A short piece on getting by and the decline of the welfare state. “There is no money to be made selling blood anymore. It can, however, pay off to sell plasma, a component in blood that is used in a number of treatments for serious illnesses.”
A look into why Canada’s immigration department rejected Aylan Kurdi’s family’s refugee application. (Note: there’s automatic sound upon loading.)
The latest revelation that Ashley Madison “bots” posing as woman users more frequently interacted with male customers than actual real-life women exposes an interesting truth: that the dating site itself “was meant to sell a fantasy, to be a woman without all the inconvenience of actual aspirations and feelings.” The Jacobin on the new “Commodified Ideal Woman.” Also, somewhat unrelated, would you date a robot?
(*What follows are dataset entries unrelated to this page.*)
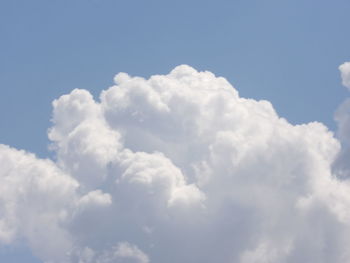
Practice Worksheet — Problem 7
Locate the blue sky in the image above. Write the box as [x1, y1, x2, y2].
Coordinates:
[1, 0, 350, 262]
[1, 0, 350, 158]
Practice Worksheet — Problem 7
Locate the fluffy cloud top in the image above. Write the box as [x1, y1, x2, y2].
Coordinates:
[1, 65, 350, 262]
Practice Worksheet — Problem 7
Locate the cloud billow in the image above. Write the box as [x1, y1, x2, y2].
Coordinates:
[1, 65, 350, 262]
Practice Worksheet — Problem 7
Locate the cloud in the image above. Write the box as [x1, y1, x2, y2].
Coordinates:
[2, 65, 350, 262]
[339, 62, 350, 90]
[332, 62, 350, 179]
[74, 242, 150, 263]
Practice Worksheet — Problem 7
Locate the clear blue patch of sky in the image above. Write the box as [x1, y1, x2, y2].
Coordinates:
[0, 0, 350, 260]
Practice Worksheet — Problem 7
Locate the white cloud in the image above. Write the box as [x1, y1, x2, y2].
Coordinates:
[103, 242, 150, 263]
[70, 242, 149, 263]
[0, 144, 77, 261]
[2, 65, 350, 262]
[339, 62, 350, 90]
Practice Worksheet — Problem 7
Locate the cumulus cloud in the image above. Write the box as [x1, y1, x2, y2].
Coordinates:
[1, 65, 350, 262]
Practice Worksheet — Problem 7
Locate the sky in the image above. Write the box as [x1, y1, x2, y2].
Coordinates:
[1, 0, 350, 158]
[1, 0, 350, 262]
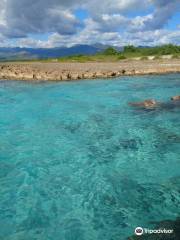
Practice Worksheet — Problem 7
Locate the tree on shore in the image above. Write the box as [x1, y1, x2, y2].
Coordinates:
[103, 47, 119, 55]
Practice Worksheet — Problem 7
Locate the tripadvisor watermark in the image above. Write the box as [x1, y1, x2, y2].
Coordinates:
[135, 227, 173, 236]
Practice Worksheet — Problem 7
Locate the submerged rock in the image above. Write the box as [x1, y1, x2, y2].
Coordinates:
[171, 95, 180, 101]
[160, 101, 180, 110]
[129, 99, 158, 109]
[129, 98, 180, 113]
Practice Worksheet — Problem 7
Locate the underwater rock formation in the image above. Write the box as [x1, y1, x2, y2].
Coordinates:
[129, 99, 158, 109]
[171, 95, 180, 101]
[129, 98, 180, 111]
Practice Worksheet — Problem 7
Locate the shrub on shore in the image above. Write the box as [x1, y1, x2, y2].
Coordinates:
[140, 56, 148, 60]
[49, 44, 180, 62]
[122, 44, 180, 56]
[117, 55, 126, 60]
[102, 47, 119, 55]
[172, 54, 180, 59]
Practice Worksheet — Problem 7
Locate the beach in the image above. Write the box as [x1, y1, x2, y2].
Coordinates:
[0, 59, 180, 81]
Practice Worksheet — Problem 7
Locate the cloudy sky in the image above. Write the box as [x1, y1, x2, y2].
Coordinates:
[0, 0, 179, 48]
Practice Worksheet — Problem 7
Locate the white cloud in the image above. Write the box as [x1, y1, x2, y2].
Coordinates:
[86, 0, 148, 15]
[0, 0, 6, 27]
[17, 27, 180, 49]
[0, 0, 179, 47]
[1, 0, 82, 37]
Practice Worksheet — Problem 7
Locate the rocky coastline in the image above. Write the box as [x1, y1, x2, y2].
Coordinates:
[0, 59, 180, 81]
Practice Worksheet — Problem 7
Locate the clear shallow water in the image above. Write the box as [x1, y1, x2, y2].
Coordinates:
[0, 74, 180, 240]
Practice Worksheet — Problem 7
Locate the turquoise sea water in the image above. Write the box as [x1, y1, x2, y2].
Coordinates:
[0, 74, 180, 240]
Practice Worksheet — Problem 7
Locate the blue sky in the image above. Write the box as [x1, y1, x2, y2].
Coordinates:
[167, 12, 180, 30]
[0, 0, 179, 48]
[75, 9, 89, 21]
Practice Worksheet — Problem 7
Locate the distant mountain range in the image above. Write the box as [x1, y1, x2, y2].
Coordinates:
[0, 44, 123, 61]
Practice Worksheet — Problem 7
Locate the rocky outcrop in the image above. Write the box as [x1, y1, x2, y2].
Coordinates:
[0, 59, 180, 81]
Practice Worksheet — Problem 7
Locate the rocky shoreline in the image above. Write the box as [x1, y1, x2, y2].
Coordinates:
[0, 59, 180, 81]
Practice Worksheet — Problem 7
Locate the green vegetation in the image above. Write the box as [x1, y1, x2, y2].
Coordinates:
[54, 44, 180, 62]
[123, 44, 180, 57]
[123, 45, 137, 53]
[56, 49, 127, 63]
[6, 44, 178, 63]
[102, 47, 119, 55]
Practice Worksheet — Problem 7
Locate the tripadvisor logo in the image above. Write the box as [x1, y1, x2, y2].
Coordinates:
[135, 227, 143, 236]
[134, 226, 174, 236]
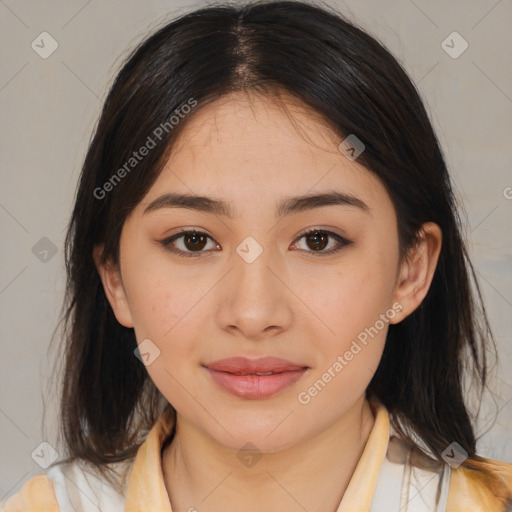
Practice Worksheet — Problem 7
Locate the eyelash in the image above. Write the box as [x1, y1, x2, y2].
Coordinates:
[159, 228, 353, 258]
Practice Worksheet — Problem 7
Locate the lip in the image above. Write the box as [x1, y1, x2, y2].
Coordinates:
[203, 356, 308, 399]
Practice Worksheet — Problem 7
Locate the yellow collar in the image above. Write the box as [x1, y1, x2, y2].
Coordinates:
[124, 401, 389, 511]
[336, 400, 389, 511]
[125, 405, 175, 511]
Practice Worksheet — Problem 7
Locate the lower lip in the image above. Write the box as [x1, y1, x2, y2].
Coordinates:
[205, 367, 307, 399]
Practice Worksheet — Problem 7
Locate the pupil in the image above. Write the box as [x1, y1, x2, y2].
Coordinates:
[185, 233, 206, 251]
[182, 232, 329, 252]
[308, 232, 327, 251]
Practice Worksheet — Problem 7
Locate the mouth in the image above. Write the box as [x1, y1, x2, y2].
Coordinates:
[203, 356, 309, 399]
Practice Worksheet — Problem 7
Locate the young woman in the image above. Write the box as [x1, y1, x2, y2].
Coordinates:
[2, 1, 511, 510]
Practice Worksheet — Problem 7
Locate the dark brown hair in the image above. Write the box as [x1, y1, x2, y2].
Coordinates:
[45, 0, 510, 504]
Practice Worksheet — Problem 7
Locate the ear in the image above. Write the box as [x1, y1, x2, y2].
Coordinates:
[389, 222, 442, 324]
[93, 244, 134, 328]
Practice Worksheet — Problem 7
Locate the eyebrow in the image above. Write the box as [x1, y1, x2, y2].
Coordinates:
[143, 191, 371, 218]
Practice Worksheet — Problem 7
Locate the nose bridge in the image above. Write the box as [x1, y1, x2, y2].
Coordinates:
[215, 234, 292, 338]
[232, 234, 278, 299]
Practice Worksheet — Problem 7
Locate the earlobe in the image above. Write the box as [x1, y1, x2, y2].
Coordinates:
[389, 222, 442, 324]
[92, 245, 135, 328]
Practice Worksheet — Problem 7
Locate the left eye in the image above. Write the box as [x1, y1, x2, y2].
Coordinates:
[161, 230, 219, 256]
[160, 229, 352, 257]
[292, 229, 352, 255]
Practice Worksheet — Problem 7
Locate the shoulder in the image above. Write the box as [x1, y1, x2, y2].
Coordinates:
[1, 473, 58, 512]
[448, 457, 512, 511]
[1, 459, 133, 512]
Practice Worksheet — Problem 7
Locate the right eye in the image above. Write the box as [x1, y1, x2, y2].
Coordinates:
[159, 230, 220, 258]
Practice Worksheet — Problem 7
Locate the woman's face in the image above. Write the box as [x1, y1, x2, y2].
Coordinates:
[97, 91, 426, 452]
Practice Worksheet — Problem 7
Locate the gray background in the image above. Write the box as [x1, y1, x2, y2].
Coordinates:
[1, 0, 511, 501]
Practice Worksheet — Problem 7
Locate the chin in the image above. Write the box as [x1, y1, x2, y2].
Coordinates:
[204, 417, 304, 453]
[221, 431, 300, 454]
Elle Beaver celebrates Mrs. Universe winner Ashley Burnham, who has leveraged her recent pageant win to draw attention to the abuses of Harper’s government.
In response to GQ’s recent article exploring the “Sugardaddy/Sugarbaby” dynamic, Charlotte Shane shares 15 thoughts on the stigma of sex work. “The root of contemporary feminist antipathy towards sex work concerns male entitlement. Thus it seems ironic to me that you can’t talk about the needs of people who sell sex without a self-identified feminist demanding that men who buy it occupy equal space in the conversation.”
Can a rape joke ever be funny? Sady Doyle doesn’t answer this tired question, but rather approaches the “PC Comedy” debate from another angle, looking at the after-effects of a joke or lyric gone wrong.
A summary of Never Home, a multi-media project that investigates and documents the changes in immigration legislation over the last decade. The findings conclude hat “citizenship is becoming harder to get and easier to lose.”
This excellent interview with the incredible Anne Boyer, author of the new collection Garments Against Women, dwells on the politics poetry and the class character of literature.